Born and raised in Dallas, Texas, Vaughan began playing guitar at the age of seven, inspired by his older brother Jimmie. In 1971 he dropped out of high school, and moved to Austin the following year. He played gigs with numerous bands, earning a spot in Marc Benno’s band, the Nightcrawlers, and later with Denny Freeman in the Cobras, with whom he continued to work through late 1977. He then formed his own group, Triple Threat Revue, before renaming the band Double Trouble after hiring drummer Chris Layton and bassist Tommy Shannon. He gained fame after his performance at the Montreux Jazz Festival in 1982, and in 1983 his debut studio album, Texas Flood, charted at number 38. The ten-song album was a commercially successful release that sold over half a million copies. After achieving sobriety in late 1986, he headlined concert tours with Jeff Beck in 1989 and Joe Cocker in 1990 before his death in a helicopter crash on August 27, 1990, at the age of 35.

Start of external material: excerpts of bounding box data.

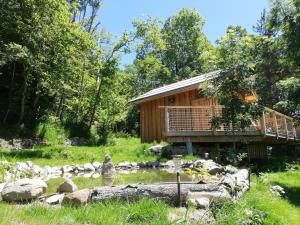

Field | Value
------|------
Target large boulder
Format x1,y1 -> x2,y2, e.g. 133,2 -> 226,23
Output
62,189 -> 91,205
92,162 -> 101,170
83,163 -> 95,172
57,179 -> 78,193
1,178 -> 48,202
101,155 -> 116,176
149,145 -> 164,154
0,183 -> 5,201
168,207 -> 215,225
46,194 -> 65,205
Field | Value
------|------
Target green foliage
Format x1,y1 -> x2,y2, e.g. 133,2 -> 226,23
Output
133,8 -> 212,92
0,137 -> 160,165
0,199 -> 169,225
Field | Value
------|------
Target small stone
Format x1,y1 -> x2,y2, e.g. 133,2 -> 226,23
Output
149,145 -> 163,154
270,185 -> 285,197
26,161 -> 33,167
118,162 -> 131,169
83,163 -> 95,171
57,179 -> 78,193
62,189 -> 91,205
225,165 -> 238,174
195,198 -> 209,209
1,178 -> 48,202
93,162 -> 101,170
14,162 -> 30,172
101,155 -> 116,176
46,194 -> 65,205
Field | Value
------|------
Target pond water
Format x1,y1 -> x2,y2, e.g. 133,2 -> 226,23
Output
47,169 -> 198,194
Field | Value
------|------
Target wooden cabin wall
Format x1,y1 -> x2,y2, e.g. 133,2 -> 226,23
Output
139,89 -> 217,143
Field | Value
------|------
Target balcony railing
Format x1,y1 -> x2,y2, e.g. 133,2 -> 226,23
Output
163,106 -> 300,139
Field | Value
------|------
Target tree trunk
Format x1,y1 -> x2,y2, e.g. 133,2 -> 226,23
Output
91,183 -> 226,205
3,62 -> 16,124
89,78 -> 102,129
18,65 -> 28,124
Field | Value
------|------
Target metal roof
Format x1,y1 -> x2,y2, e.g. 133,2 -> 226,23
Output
129,70 -> 220,103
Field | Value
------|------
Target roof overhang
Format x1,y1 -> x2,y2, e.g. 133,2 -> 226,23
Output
129,70 -> 220,104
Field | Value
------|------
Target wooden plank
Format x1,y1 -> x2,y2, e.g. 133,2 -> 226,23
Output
272,112 -> 279,138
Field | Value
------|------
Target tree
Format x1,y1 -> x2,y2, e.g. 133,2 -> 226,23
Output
200,26 -> 261,132
134,8 -> 215,94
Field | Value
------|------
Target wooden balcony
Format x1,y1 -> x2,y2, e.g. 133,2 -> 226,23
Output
163,106 -> 300,141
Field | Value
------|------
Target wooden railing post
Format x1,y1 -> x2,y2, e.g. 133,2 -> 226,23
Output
260,110 -> 266,136
165,107 -> 169,136
292,120 -> 297,140
272,111 -> 279,138
283,117 -> 289,139
210,105 -> 216,135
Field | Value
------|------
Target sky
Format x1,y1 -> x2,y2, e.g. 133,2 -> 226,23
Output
98,0 -> 269,64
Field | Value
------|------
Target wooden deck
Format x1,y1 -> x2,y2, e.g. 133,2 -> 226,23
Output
163,106 -> 300,143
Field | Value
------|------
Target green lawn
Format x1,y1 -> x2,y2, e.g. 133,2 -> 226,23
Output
216,170 -> 300,225
0,138 -> 157,166
0,166 -> 300,225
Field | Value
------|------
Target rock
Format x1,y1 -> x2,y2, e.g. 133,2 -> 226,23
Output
30,165 -> 43,175
187,188 -> 231,201
14,162 -> 30,172
168,207 -> 215,225
62,165 -> 76,173
1,178 -> 48,202
195,198 -> 209,209
57,179 -> 78,193
92,162 -> 101,170
0,183 -> 5,201
3,170 -> 13,182
146,161 -> 160,168
225,165 -> 238,174
118,162 -> 132,169
193,160 -> 224,175
64,137 -> 87,147
45,194 -> 65,205
83,163 -> 95,171
270,185 -> 285,197
101,155 -> 116,176
149,145 -> 163,154
137,162 -> 147,168
26,161 -> 33,167
62,189 -> 91,205
0,138 -> 12,149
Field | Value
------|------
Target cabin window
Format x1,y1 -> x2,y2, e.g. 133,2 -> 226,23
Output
168,96 -> 175,103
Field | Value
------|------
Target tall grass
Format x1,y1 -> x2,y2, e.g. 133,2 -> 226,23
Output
0,199 -> 169,225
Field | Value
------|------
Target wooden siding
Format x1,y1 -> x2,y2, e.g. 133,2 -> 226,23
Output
139,89 -> 217,143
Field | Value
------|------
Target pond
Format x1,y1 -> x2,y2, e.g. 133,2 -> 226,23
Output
46,169 -> 198,194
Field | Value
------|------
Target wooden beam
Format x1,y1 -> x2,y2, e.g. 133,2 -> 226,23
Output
272,111 -> 279,138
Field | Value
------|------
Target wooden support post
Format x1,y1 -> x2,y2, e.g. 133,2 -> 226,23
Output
211,105 -> 216,135
283,117 -> 289,140
260,111 -> 266,136
292,120 -> 297,140
165,107 -> 170,136
186,139 -> 193,155
176,172 -> 181,207
272,111 -> 279,139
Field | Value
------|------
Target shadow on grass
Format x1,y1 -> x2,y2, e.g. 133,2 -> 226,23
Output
251,156 -> 299,174
274,182 -> 300,207
0,150 -> 51,159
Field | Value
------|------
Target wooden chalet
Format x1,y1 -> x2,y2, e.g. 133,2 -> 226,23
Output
130,71 -> 300,156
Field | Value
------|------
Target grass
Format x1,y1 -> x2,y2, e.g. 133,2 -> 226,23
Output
0,199 -> 168,225
215,170 -> 300,225
0,137 -> 159,166
0,170 -> 300,225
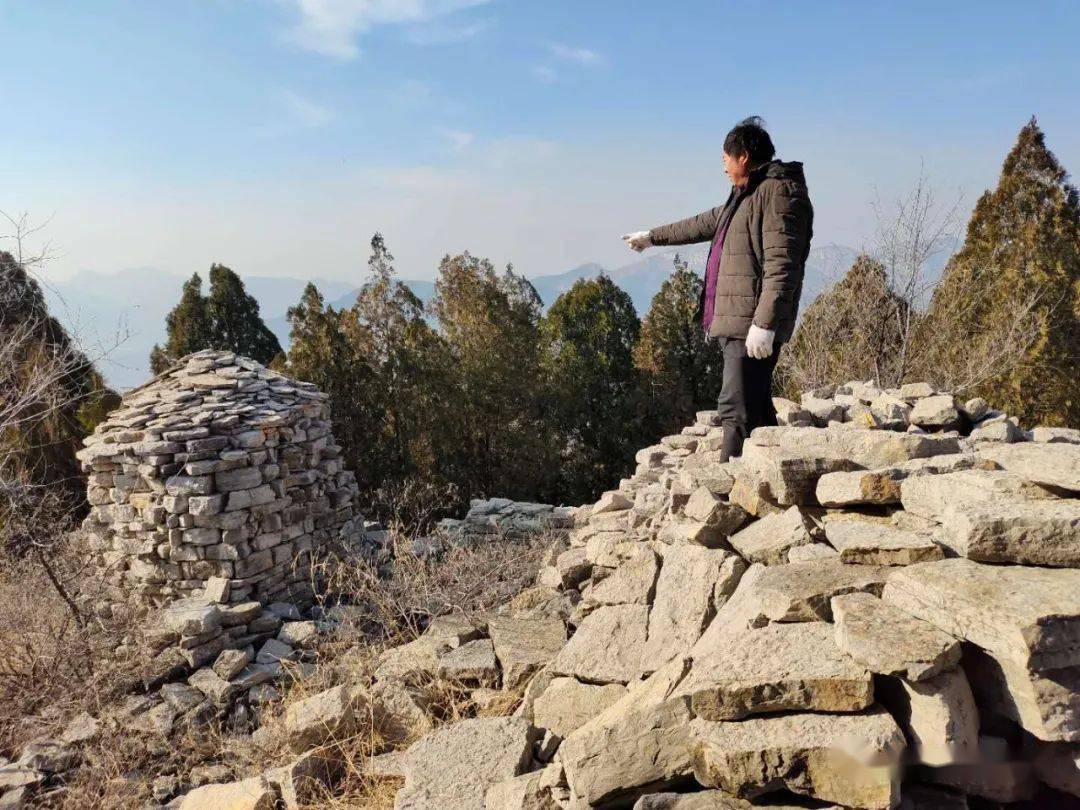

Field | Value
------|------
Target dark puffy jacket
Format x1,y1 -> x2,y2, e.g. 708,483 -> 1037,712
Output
649,160 -> 813,341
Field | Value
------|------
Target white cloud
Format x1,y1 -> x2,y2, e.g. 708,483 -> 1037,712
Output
548,42 -> 607,67
438,129 -> 476,151
282,90 -> 334,129
532,65 -> 558,84
284,0 -> 490,60
405,19 -> 494,45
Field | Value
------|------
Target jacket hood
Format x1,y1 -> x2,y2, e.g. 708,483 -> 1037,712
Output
754,160 -> 807,186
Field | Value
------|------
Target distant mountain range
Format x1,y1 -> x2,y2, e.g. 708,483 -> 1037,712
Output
45,240 -> 956,390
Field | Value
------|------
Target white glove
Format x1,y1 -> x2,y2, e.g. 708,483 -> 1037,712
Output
746,324 -> 777,360
622,231 -> 652,253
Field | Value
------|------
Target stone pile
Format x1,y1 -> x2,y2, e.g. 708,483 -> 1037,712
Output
339,383 -> 1080,810
437,498 -> 573,542
78,351 -> 363,609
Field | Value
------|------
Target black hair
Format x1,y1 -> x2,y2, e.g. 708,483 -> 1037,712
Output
724,116 -> 777,166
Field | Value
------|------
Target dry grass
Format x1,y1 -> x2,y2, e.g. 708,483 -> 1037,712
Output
0,522 -> 550,810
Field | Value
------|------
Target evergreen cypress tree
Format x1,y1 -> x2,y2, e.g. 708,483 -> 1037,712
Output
778,254 -> 908,400
542,275 -> 646,503
150,265 -> 282,374
150,273 -> 213,374
921,118 -> 1080,424
634,255 -> 724,434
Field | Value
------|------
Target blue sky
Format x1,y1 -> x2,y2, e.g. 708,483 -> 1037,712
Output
0,0 -> 1080,280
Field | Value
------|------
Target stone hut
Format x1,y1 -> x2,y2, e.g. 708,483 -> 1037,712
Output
78,351 -> 363,606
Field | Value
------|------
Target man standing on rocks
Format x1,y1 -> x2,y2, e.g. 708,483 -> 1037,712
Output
623,118 -> 813,461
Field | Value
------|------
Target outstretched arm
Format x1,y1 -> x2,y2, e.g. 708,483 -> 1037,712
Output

Vaughan was inspired musically by American and British blues rock. He favored clean amplifiers with high volume and contributed to the popularity of vintage musical equipment. He often combined several different amplifiers together and used minimal effects pedals. Chris Gill of Guitar World commented: “Stevie Ray Vaughan’s guitar tone was as dry as a San Antonio summer and as sparkling clean as a Dallas debutante, the product of the natural sound of amps with ample clean headroom. However, Vaughan occasionally used pedals to augment his sound, mainly to boost the signal, although he occasionally employed a rotating speaker cabinet and wah pedals for added textural flair.”
Vaughan received several music awards during his lifetime and posthumously. In 1983, readers of Guitar Player voted him Best New Talent and Best Electric Blues Guitar Player. In 1984, the Blues Foundation named him Entertainer of the Year and Blues Instrumentalist of the Year, and in 1987, Performance Magazine honored him with Rhythm and Blues Act of the Year. Earning six Grammy Awards and ten Austin Music Awards, he was inducted into the Blues Hall of Fame in 2000, and the Musicians Hall of Fame in 2014. Rolling Stone ranked Vaughan as the twelfth greatest guitarist of all time.[4] In 2015, he was inducted into the Rock and Roll Hall of Fame
Jimmy Page (1944- )
Jimmy Page (1944- ) is an English musician, songwriter, and record producer who achieved international success as the guitarist and founder of the rock band Led Zeppelin.
Page began his career as a studio session musician in London and, by the mid-1960s, alongside Big Jim Sullivan, was one of the most sought-after session guitarists in Britain. He was a member of the Yardbirds from 1966 to 1968. In late 1968, he founded Led Zeppelin.
Page is widely considered to be one of the greatest and most influential guitarists of all time. Rolling Stone magazine has described Page as “the pontiff of power riffing” and ranked him number 3 in their list of the “100 Greatest Guitarists of All Time”. In 2010, he was ranked number two in Gibson’s list of “Top 50 Guitarists of All Time” and, in 2007, number four on Classic Rock’s “100 Wildest Guitar Heroes”. He was inducted into the Rock and Roll Hall of Fame twice; once as a member of the Yardbirds (1992) and once as a member of Led Zeppelin (1995). Page has been described by Uncut as “rock’s greatest and most mysterious guitar hero”. Los Angeles Times magazine voted Jimmy Page the 2nd greatest guitarist of all time.